Вскоре, близкие к Глушко люди стали замечать перемены в поведении доктора, он перестал читать газеты, стал разговаривать с собой, похудел, иногда его взгляд надолго замирал в небе. Началось всё вечером конце сентября, во время ужина по радио передали следующее объявление: «…Сегодня включен в сеть базовый турбогенератор № 2. Чернобыльской АЭС! Руководство атомной электростанции, планирует выработать 100 миллиардов киловатт-часов электроэнергии к 1984 году!..» Услышав это, доктор вскочил и нервно заходил по комнате, взлохмачивая руками густую шевелюру.
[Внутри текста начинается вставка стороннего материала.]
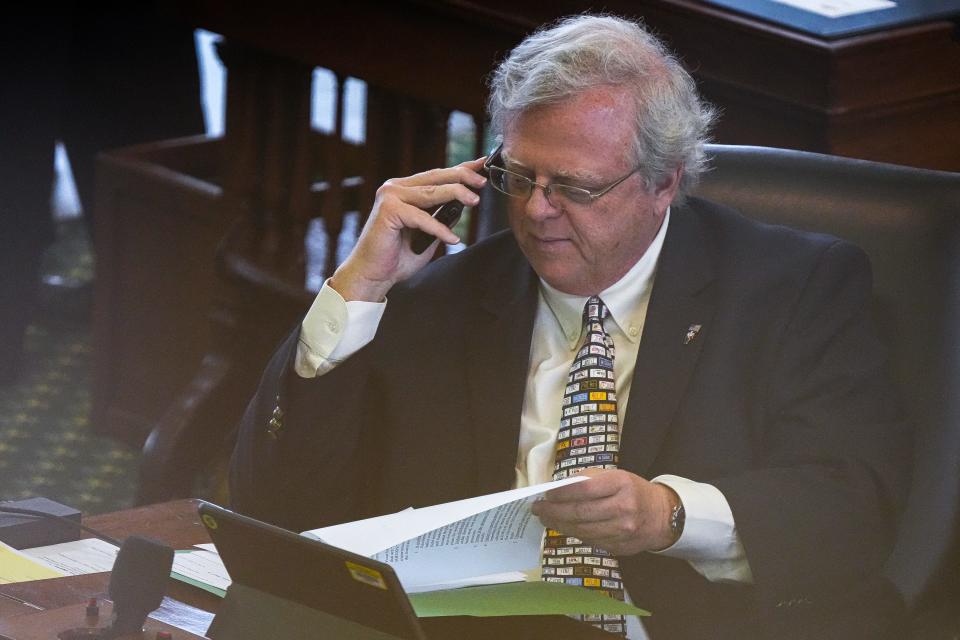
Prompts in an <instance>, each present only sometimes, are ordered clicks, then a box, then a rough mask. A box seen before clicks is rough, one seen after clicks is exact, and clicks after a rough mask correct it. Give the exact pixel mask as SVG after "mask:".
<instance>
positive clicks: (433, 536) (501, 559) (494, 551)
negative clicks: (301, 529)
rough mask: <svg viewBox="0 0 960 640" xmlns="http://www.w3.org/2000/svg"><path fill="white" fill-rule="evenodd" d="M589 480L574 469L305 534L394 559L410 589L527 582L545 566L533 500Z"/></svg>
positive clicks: (311, 531) (391, 565) (359, 550)
mask: <svg viewBox="0 0 960 640" xmlns="http://www.w3.org/2000/svg"><path fill="white" fill-rule="evenodd" d="M587 479H588V478H587V477H586V476H573V477H571V478H566V479H564V480H557V481H554V482H546V483H543V484H539V485H535V486H532V487H524V488H523V489H514V490H512V491H503V492H500V493H493V494H490V495H486V496H479V497H477V498H468V499H466V500H458V501H456V502H448V503H445V504H438V505H434V506H432V507H424V508H422V509H407V510H405V511H400V512H398V513H393V514H388V515H385V516H378V517H376V518H369V519H366V520H358V521H356V522H348V523H345V524H339V525H334V526H332V527H324V528H322V529H313V530H311V531H305V532H304V535H306V536H309V537H312V538H316V539H318V540H321V541H322V542H326V543H327V544H331V545H333V546H336V547H340V548H341V549H346V550H347V551H352V552H354V553H357V554H360V555H364V556H368V557H371V558H374V559H376V560H380V561H381V562H385V563H387V564H389V565H390V566H392V567H393V569H394V571H396V572H397V577H399V578H400V582H401V583H402V584H403V587H404V589H406V590H407V591H408V592H416V591H427V590H433V589H450V588H455V587H458V586H467V585H476V584H496V583H502V582H520V581H523V580H524V579H525V577H526V574H525V572H528V571H530V570H535V569H536V568H537V567H539V565H540V545H541V543H542V539H543V525H542V524H541V523H540V520H538V519H537V517H536V516H534V515H533V513H531V511H530V506H531V505H532V504H533V502H534V501H536V500H537V499H538V498H539V497H540V496H541V495H543V494H544V493H546V492H547V491H550V490H551V489H556V488H559V487H562V486H564V485H568V484H572V483H574V482H583V481H585V480H587Z"/></svg>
Он ходил минут пятнадцать, разговаривая с радиоточкой: «… этого не может быть… нужно всё хорошенько понять… реактор… четвёртый энергоблок…» Мать не на шутку испугалась вглядываясь в его сверкающие глаза:
— Коленька, мальчик мой, что случилось?
— Мама, я должен тебе всё рассказать… У меня был контакт… Я общался с гуманоидами… — из рук матери выпал стакан воды, — я даже был на их космической тарелке, — хирург закрыл глаза, его лоб покрылся капельками пота, губы мелко задрожали. Было очевидно, что он пытается выкопать из глубин памяти, какие-то очень важные события, — я знаю в это трудно поверить, но это так! Мама, они предупредили нас о великой катастрофе!
— Кого нас, Коленька? — мама подняла на Глушко усталые глаза.